Effects of Semaglutide With or Without Concomitant Mineralocorticoid Receptor Antagonist Use in Participants With Type 2 Diabetes and Chronic Kidney Disease: A FLOW Trial Prespecified Secondary Analysis
Peter Rossing, George L. Bakris, Vlado Perkovic, Richard E. Pratley, Katherine R. Tuttle, Kenneth W. Mahaffey, Thomas Idorn, Nicolas Belmar, Heidrun Bosch‐Traberg, Søren Rasmussen, Robert S. Busch, Roland E. Schmieder, Pieter Gillard, Johannes F. E. Mann, FLOW Investigator Group, Andrea Da Porto, A. Oviedo, Alicia Elbert, Elizabeth Gelersztein, Alejandro Chertkoff, A. Wassermann, Miguel Ángel Quevedo, R. J. MacIsaac, S Roger, Richard Phoon, Kerr Pg, Andrew E. Ajani, Shaobo Tan, David Colquhoun, Amanda Mather, P. Gillard, Christophe De Block, Corinne Debroye, Francis Duyck, J.M. Krzesinski, Bruno Lapauw, V. Preumont, C. Vercammen, Zdravko Kamenov, Roza Bobeva, G. Levterov, S. Gerilovska, N. Yabrudi, Bilyana Stoyanovska-Elencheva, Z. Nikitov, Daniel Franco, Gustavo Akerman Augusto, Jean‐Pierre Salles, Luís Henrique Santos Canani, Márcio Krakauer, Maria Cerqueira, Miguel C. Riella, Hitasha Bajaj, Rolf Schlößer, Buki Ajala, Neeru P Aggarwal, R Dumas, Daniel J. O’Keefe, Sean Peterson, George Tsoukas, Chetna Tailor, Richard Tytus, Ronald Akhras, Hasnain Khandwala, Oren Steen, Diane Carbonneau, Jihoon Cha, Ann Steele, G. HOWARD BAILEY, Joseph Berlingieri, Peter Dzongowski, David Z.I. Cherney, Thomas G. Elliott, C. J. Kovacs, Pavel Hamet, BRUCE PERKINS, Karthik Tennankore, Anil Kumar Gupta, Linong Ji, Yan Li, Gongsheng Yuan, Xinzhong Dong, B. Cariou, S. Clavel, Loı̈c Le Marchand, Yves Reznik, Philippe Moulin, E. Legrand, I. Benoit Tricaud, Pierre Gourdy, Philippe Zaoui, Anne Monier, Isabelle Kazes, Dominik Dahl, Melissa M. Esser, Thilo Krüger, Ludger Rose, R. Schmieder, Alexander Segner, Young Hee Lee-Barkey
Abstract
OBJECTIVE: In the Evaluate Renal Function With Semaglutide Once Weekly (FLOW) trial, semaglutide reduced the risk of major kidney and cardiovascular (CV) outcomes and all-cause mortality in people with type 2 diabetes (T2D) and chronic kidney disease (CKD).

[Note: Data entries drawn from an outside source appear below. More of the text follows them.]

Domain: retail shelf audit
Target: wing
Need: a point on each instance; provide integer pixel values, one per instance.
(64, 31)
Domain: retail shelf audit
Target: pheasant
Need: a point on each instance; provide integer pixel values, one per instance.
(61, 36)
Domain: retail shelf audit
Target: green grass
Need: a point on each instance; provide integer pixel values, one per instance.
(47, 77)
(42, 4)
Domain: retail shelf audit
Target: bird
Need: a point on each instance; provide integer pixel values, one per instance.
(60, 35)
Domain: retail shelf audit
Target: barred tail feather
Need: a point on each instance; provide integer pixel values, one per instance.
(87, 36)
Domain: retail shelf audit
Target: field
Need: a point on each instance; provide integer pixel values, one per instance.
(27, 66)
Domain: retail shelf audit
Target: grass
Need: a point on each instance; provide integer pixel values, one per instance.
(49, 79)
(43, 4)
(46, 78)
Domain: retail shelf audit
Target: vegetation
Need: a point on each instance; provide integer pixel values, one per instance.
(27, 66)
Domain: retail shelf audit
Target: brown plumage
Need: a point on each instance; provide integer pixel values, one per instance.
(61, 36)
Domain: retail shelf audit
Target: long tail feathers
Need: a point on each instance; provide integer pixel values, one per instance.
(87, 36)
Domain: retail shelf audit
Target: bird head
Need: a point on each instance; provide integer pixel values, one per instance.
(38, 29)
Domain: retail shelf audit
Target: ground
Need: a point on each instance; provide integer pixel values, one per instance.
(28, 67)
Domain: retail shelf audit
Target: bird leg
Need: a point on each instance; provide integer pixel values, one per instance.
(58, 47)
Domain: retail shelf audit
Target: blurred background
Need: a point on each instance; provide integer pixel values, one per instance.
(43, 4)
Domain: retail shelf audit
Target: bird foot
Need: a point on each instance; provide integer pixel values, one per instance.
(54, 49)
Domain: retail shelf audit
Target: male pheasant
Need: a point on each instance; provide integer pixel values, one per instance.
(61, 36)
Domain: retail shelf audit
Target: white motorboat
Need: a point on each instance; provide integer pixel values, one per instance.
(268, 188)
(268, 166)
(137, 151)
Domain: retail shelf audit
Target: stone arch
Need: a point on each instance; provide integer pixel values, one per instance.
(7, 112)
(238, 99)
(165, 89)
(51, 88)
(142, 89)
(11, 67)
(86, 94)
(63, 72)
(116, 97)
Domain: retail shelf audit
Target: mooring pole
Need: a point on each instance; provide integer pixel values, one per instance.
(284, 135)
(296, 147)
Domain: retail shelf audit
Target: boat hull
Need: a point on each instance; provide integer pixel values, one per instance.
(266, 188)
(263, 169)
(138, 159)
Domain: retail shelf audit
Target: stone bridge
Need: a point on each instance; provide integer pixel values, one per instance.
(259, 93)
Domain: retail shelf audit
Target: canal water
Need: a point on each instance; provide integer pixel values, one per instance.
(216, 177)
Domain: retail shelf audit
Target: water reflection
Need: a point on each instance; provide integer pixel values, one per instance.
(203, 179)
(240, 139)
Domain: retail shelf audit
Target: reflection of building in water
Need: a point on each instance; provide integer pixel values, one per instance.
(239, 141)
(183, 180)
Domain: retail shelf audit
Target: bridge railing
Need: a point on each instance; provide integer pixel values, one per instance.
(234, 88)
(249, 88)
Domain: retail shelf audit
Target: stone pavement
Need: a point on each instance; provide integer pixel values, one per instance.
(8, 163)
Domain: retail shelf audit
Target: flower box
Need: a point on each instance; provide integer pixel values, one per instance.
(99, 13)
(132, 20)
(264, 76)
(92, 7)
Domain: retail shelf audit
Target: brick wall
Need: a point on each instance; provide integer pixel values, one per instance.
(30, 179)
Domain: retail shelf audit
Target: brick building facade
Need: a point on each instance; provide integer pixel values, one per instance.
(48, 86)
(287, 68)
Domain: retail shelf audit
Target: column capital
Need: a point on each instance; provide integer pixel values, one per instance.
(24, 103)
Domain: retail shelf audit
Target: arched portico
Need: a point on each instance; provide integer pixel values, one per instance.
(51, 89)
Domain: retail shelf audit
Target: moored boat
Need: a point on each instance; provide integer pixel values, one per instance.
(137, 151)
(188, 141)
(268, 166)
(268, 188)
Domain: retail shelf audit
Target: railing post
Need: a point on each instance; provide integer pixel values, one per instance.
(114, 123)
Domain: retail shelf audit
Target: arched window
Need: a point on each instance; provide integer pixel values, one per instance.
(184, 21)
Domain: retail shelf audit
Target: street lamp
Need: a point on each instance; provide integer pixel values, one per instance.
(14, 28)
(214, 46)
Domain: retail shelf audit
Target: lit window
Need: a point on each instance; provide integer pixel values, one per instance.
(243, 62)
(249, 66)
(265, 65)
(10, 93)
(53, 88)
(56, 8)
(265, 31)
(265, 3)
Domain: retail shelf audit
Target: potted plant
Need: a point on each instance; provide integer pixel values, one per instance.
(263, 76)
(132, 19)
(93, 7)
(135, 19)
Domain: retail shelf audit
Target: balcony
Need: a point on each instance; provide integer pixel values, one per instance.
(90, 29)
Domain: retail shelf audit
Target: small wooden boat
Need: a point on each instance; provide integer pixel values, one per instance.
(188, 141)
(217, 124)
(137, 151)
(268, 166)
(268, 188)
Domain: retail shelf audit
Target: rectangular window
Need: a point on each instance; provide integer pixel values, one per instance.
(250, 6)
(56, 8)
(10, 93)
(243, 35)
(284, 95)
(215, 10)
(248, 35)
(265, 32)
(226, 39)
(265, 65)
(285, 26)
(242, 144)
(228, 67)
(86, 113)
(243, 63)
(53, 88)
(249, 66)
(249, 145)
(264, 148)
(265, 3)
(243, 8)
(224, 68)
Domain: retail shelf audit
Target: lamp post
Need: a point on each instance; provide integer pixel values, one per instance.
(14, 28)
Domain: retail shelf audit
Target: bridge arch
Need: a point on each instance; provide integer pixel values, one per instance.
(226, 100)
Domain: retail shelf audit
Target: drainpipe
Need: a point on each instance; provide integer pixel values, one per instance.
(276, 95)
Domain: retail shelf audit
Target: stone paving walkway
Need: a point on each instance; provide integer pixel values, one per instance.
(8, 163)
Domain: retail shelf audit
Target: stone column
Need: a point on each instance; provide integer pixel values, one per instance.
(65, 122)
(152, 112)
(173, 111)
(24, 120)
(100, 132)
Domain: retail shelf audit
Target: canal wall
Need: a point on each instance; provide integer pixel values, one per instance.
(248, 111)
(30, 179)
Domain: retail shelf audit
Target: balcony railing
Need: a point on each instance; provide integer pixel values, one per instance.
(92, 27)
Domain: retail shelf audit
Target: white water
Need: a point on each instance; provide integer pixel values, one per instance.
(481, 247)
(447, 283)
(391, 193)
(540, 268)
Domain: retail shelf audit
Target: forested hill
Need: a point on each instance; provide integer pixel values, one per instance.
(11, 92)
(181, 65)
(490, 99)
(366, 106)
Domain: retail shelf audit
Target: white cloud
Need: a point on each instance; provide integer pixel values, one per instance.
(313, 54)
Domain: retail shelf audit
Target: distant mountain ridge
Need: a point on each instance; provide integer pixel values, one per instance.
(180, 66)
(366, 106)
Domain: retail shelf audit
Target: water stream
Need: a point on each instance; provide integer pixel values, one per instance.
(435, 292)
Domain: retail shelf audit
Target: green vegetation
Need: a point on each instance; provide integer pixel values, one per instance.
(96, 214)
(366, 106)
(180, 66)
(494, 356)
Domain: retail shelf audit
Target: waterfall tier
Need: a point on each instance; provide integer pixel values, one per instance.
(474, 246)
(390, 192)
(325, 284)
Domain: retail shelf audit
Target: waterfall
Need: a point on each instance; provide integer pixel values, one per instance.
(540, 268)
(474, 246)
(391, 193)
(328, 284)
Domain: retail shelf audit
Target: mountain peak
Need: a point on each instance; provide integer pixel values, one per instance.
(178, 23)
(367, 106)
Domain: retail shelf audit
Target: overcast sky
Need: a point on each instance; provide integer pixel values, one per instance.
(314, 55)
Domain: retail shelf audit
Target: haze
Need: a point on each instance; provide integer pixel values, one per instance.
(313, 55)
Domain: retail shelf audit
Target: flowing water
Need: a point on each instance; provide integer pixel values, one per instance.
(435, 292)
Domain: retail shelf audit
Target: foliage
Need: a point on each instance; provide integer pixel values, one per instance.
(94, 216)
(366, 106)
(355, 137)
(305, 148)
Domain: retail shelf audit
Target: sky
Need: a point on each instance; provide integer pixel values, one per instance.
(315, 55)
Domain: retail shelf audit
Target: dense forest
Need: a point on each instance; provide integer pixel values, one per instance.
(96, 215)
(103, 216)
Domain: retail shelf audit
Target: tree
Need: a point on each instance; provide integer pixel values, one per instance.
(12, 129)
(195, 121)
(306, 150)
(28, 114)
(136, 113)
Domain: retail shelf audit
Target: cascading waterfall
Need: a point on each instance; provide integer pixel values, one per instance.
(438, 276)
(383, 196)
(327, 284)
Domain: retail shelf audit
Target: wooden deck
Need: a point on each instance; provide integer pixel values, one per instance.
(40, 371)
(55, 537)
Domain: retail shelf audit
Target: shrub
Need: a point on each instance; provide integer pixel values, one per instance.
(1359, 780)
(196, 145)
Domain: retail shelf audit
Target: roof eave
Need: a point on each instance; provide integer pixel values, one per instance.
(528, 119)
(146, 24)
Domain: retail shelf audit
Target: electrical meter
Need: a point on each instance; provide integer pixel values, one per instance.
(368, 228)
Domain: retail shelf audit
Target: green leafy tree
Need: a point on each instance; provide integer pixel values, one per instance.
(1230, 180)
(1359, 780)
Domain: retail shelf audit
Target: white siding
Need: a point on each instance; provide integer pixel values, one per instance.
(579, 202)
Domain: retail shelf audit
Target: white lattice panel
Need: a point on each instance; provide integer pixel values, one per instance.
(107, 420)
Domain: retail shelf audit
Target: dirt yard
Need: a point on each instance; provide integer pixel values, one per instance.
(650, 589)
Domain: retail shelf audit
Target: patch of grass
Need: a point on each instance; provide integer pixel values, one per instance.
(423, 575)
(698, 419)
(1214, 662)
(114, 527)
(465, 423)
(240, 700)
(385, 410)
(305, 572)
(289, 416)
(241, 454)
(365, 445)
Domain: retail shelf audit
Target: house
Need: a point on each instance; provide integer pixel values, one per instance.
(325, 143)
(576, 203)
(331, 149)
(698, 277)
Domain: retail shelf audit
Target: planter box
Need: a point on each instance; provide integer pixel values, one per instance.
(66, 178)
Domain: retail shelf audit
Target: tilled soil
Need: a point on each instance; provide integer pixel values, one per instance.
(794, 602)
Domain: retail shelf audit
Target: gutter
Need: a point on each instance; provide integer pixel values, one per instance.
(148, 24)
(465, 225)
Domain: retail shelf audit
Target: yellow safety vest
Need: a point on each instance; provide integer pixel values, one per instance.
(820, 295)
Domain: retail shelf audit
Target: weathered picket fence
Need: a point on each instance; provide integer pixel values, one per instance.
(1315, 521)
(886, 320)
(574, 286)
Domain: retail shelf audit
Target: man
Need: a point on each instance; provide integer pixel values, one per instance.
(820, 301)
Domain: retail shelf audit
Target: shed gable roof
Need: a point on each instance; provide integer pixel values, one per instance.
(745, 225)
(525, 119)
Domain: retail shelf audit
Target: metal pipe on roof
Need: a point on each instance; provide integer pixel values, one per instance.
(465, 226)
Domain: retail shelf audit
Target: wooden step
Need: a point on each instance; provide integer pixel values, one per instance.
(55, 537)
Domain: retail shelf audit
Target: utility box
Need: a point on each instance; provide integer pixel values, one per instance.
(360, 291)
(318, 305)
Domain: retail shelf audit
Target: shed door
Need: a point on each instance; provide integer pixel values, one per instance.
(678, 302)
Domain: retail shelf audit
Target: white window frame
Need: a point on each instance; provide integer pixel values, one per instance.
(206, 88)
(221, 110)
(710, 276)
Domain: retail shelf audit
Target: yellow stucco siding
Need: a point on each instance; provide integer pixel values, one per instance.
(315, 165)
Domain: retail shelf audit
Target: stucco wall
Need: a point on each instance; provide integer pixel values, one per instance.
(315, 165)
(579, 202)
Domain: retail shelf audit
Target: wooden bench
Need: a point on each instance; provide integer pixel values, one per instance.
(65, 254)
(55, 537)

This prespecified analysis assessed the effects of semaglutide on kidney, CV, and mortality outcomes by baseline mineralocorticoid receptor antagonist (MRA) use. RESEARCH DESIGN AND METHODS: Participants were randomized to once-weekly subcutaneous semaglutide 1.0 mg or placebo. The primary kidney outcome was a composite of time to first persistent ≥50% eGFR reduction from baseline, kidney failure, or death from kidney/CV causes. Baseline MRA was predominantly spironolactone; finerenone was only available after recruitment ended. RESULTS: Effects were analyzed by baseline MRA use (n = 257 [136 in the semaglutide group and 121 in the placebo group]) and nonuse (n = 3,276 [1,631 in the semaglutide group and 1,645 in the placebo group]). Semaglutide reduced the risk of the primary kidney outcome by 49% (59 events; hazard ratio [HR] 0.51 [95% CI 0.30, 0.86]) and 21% (682 events; HR 0.79 [95% CI 0.68, 0.92]; P-interaction = 0.12) versus placebo in MRA and non-MRA subgroups, respectively. There was no heterogeneity, favoring the effects of semaglutide on major adverse CV events (MACE) and all-cause mortality in both MRA subgroups (P-interaction > 0.7). Albuminuria at 104 weeks was reduced from baseline with semaglutide by 15% (95% CI -41, 31) in MRA users and 33% (26, 39) in nonusers versus placebo (P-interaction = 0.22). Estimated glomerular filtration rate decline was similarly reduced with semaglutide (P-interaction = 0.71). The safety profile of semaglutide was comparable between subgroups. CONCLUSIONS: In participants with T2D and CKD, consistent benefits of semaglutide on major kidney outcomes, MACE, and all-cause mortality were observed regardless of baseline MRA use.